Subject Re: [firebird-support] Getting garbage info from the database
Author Helen Borrie
At 03:24 PM 2/12/2003 +0200, you wrote:
>Hi There,
>
>We have a client server application that connects to the database and
>allows the user to view and change some data. At night we have programs
>that run and import new data (from host systems like SAP etc) and does
>many, many calculations and manipulations of the data so that when the
>user connects the next day he could see the results of last nights
>import and data calculations. Our application is mission critical to the
>client, the next day he can not do his work until our overnight
>processes are done.
>
>One of the things we have that is killing us at the moment (we suspect)
>is garbage. As these processes that run over night (and creates garbage)

Inserts don't create garbage. But big inserts can mess up indexes. So if
you are inserting and then following that up with a lot of updates and
deletes, you'll get garbage.

>has a limited time window in which to finish. If an overnight batch
>blows out by 6 hours the client is stuffed and furious. This makes our
>lives very difficult as we are forever trying to fight fires.
>
>We need help so here are a couple of questions:
>
>1.) Can some one point me to a in depth tutorial about garbage in the
>database?

In my forthcoming book. :-)

>
>2.) How do I find out at any stage what is the state of the amount of
>garbage in the database?

You can't, really, except by shutting the database down and looking at the
growth of the file(s).

>
>3.) How do I find out where (what tables) the garbage is affecting the
>database?

If your big batch operation is causing this, then it will be those
tables. Garbage is old record versions and index stumps. The garbage sits
in pages where your active data are stored. If you are using one huge
transaction to do everything, you'll slow things down horribly, because
record version will pile upon record version for all the rows the
transaction works on. "Double-dipping" the same record multiple times in a
single transaction causes this.
-- break up the inserts into chunks of 7000 - 10,000 and make sure you use
a hard commit.
-- commit inserts before starting to do DML on the new rows.
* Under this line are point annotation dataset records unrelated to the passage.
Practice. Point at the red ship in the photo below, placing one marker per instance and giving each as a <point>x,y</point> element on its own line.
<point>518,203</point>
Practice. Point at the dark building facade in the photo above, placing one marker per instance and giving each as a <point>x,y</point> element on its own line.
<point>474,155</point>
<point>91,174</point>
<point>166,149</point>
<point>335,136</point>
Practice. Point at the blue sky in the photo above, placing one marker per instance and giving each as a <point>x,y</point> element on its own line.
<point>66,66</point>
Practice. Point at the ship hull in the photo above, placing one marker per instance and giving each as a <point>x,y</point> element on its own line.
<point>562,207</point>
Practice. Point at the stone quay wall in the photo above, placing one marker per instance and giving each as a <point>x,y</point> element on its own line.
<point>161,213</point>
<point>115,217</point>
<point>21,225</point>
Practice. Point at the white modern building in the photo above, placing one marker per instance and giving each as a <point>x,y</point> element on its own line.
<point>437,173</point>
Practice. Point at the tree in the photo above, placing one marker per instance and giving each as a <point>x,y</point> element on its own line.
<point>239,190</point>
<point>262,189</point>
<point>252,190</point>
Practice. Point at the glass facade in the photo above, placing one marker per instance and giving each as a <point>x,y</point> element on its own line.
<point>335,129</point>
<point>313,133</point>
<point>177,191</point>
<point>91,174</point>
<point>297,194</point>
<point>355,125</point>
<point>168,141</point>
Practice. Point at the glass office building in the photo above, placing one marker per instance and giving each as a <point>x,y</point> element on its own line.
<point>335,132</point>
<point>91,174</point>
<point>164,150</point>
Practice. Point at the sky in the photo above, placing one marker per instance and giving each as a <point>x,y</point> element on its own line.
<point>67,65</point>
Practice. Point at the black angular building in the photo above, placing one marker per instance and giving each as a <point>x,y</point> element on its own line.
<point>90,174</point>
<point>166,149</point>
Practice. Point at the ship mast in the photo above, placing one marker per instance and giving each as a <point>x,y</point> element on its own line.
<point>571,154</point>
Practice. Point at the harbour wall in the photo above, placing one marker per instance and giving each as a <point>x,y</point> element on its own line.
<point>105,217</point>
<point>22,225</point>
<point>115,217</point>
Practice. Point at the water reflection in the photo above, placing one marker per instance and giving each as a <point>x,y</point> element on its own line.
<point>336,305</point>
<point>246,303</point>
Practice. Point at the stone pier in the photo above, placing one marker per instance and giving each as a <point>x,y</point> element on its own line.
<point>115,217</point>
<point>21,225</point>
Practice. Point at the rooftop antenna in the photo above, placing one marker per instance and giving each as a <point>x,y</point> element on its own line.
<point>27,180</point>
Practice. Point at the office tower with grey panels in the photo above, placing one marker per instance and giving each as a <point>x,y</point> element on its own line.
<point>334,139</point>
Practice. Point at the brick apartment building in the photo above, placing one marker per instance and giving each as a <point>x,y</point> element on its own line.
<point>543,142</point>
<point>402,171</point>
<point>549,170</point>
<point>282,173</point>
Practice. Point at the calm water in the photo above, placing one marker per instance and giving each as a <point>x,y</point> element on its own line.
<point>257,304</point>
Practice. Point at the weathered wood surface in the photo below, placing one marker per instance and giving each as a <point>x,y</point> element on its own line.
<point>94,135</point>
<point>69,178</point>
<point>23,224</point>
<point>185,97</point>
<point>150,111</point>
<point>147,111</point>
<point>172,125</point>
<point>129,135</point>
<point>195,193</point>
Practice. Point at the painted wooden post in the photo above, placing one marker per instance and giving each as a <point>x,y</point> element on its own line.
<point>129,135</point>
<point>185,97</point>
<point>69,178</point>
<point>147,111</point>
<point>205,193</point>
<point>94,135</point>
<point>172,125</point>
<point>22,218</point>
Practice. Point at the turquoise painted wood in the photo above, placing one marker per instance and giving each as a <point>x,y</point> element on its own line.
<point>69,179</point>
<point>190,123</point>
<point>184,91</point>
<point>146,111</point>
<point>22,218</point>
Huge deletes and inserts mess up indexes. You could experiment with
setting indexes inactive for the inserts and then active again for the
DML. A big part of your slowdown is probably from unbalanced indexes.

>
>4.) What is the best way to get rid on the garbage when there is
>garbage? We currently fire <select count(*) from TableName> to the
>database to get rid of garbage on a specific table.

That will do it.

>
>5.) Why does garbage sometimes make the database grind to a halt?

Not hard-committing update and delete work often enough. But - it might
not be all garbage that is slowing things down. Take care of the indexes.

>
>6.) Sometimes garbage collection is quick (10 min) and sometimes it
>takes long (12 hours), why?

Garbage collection goes on all the time in background, if it can. Without
good transaction management, you inhibit that background GC and so the
first transaction after completion of your job will get hit with a load.

/heLen